All these findings suggest that romiplostin, by expanding the MYH9^−/− megakaryocyte pool, emphasizes the platelet release inside bone marrow, likewise amplifying the secretion of growth factors inducing fibrosis such as platelet-derived growth factor, transforming growth factor-β, and basic fibroblast growth factor. In turn, the increased fiber deposition further stimulates the propletelet formation by megakaryocyes and, in the meanwhile, induces them to release metalloproteases, thus explaining the increased cleavage of adhesive glycoprotein complexes⁷  (see figure). The megakaryocytic lineage is crucial in the induction of bone marrow fibrosis and chronic stimulation of megakaryocytopoiesis is a well-known system to induce marrow fibrosis in animal models.⁸ 

We have recently reported that patients with thrombocytosis because of the inherited MPLSer505Asn activating mutation have not only a significant risk of thrombosis, but also evolve to bone marrow fibrosis.
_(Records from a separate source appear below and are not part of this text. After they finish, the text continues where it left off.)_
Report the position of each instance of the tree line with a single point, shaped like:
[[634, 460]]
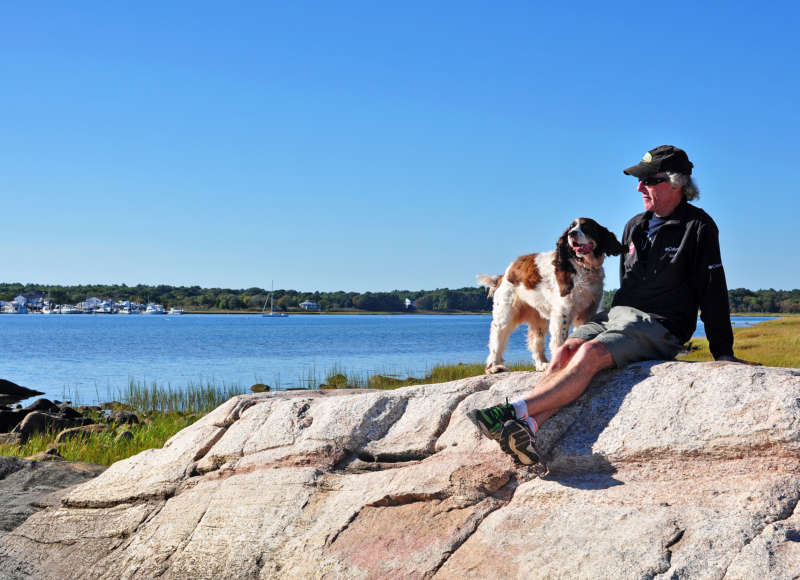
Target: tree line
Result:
[[468, 299], [251, 299]]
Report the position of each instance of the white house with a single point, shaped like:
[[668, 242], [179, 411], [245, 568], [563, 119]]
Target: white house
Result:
[[89, 304]]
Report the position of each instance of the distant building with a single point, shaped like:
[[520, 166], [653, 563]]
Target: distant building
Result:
[[89, 304]]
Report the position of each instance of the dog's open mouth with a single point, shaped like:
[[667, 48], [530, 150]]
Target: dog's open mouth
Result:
[[583, 248]]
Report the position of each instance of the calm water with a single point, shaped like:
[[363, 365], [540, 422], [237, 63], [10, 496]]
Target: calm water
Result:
[[86, 358]]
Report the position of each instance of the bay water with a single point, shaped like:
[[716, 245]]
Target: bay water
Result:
[[90, 358]]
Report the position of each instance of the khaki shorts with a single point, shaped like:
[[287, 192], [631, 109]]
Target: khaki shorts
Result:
[[630, 335]]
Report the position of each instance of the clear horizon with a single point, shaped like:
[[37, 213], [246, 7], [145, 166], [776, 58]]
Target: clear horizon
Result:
[[364, 147]]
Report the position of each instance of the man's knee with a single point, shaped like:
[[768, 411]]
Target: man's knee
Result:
[[571, 345], [594, 353]]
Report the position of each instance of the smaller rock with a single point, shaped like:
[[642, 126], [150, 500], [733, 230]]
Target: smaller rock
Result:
[[124, 436], [44, 405], [122, 418], [50, 454], [38, 422], [10, 439], [383, 382], [337, 380], [11, 392], [10, 419], [82, 431], [115, 406]]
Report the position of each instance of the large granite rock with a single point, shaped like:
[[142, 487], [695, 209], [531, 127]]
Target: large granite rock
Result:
[[671, 470], [27, 486]]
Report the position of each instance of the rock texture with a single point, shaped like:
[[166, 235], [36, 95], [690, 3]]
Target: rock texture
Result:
[[671, 470], [27, 486]]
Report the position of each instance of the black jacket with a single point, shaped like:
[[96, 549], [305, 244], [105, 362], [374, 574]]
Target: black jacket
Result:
[[677, 275]]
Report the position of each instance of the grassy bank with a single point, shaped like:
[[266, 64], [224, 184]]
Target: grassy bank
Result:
[[162, 412], [771, 343]]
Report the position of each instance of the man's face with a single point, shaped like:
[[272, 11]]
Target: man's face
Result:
[[660, 198]]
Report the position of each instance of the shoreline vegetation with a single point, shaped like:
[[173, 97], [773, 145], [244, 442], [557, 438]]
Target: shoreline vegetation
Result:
[[163, 411], [466, 300]]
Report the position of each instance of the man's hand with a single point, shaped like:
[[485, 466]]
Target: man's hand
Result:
[[729, 358]]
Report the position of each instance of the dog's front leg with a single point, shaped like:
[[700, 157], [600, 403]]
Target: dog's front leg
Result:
[[559, 329], [502, 325]]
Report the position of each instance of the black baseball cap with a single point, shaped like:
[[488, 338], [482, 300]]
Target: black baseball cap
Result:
[[662, 158]]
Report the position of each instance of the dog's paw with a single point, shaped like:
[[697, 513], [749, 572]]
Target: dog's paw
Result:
[[496, 368]]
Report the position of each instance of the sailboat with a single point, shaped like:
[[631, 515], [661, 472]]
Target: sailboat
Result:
[[272, 313]]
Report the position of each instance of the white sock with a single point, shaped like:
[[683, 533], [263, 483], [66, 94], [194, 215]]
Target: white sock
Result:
[[532, 424], [520, 409], [521, 412]]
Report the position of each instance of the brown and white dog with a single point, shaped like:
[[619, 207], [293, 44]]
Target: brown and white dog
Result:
[[564, 286]]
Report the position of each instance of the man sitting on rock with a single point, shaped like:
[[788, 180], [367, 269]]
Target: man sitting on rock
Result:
[[672, 269]]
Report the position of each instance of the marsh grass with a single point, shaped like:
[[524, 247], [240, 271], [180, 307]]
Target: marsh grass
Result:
[[773, 343], [194, 398], [104, 448]]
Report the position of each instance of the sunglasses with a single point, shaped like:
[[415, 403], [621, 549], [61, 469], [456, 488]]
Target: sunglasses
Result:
[[653, 180]]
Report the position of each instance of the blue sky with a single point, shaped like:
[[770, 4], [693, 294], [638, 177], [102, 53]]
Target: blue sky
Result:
[[378, 146]]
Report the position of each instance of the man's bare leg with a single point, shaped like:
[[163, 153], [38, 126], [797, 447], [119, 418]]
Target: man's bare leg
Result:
[[563, 354], [561, 387]]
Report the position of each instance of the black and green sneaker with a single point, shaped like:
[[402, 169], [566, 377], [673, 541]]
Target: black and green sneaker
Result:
[[490, 420], [517, 439]]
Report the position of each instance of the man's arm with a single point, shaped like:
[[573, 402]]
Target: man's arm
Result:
[[712, 291]]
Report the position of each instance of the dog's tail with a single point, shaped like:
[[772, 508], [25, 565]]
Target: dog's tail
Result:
[[491, 282]]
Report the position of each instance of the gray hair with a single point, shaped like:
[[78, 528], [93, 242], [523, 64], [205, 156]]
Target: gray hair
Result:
[[687, 185]]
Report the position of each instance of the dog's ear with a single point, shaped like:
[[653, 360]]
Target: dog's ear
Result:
[[563, 264], [608, 243]]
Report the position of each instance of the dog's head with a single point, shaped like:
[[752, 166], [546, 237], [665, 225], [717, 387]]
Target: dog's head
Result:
[[585, 243], [585, 236]]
In these patients there is an unequivocal association between fibrosis and aging, with progressive increase of reticulin fibers, which in some middle-age and in most elderly patients appears diffuse and surrounded by focal bundles of collagen.⁹  The problem of marrow fibrosis in ITP patients undergoing Tpo mimetic therapy is truly felt, so that monitoring of cell counts and the peripheral blood smear is recommended. If new morphologic abnormalities or cytopenias are noted or if there is a loss of response to treatment, a bone marrow biopsy with staining for reticulin and collagen should be performed.¹⁰ 

A recent Italian trial has first reported that patients with MYH9 mutations significantly benefit from 6-week eltrombopag treatment, with increase of platelet count and disappearance of bleeding tendency in most of them.¹¹  Whereas the experiences gathered so far in ITP patients indicate that Tpo-mimetic-induced fibrosis is reversible if drug therapy is discontinued, the irreversibility of marrow fibrosis associated with MPLSer505Asn mutation provides ground for reflection. In addition, data presented here by Léon and colleagues cast doubt that, under prolonged Tpo stimulation, patients with thrombocytopenia sustained by ineffective megakaryocytopoiesis would be predisposed to this complication.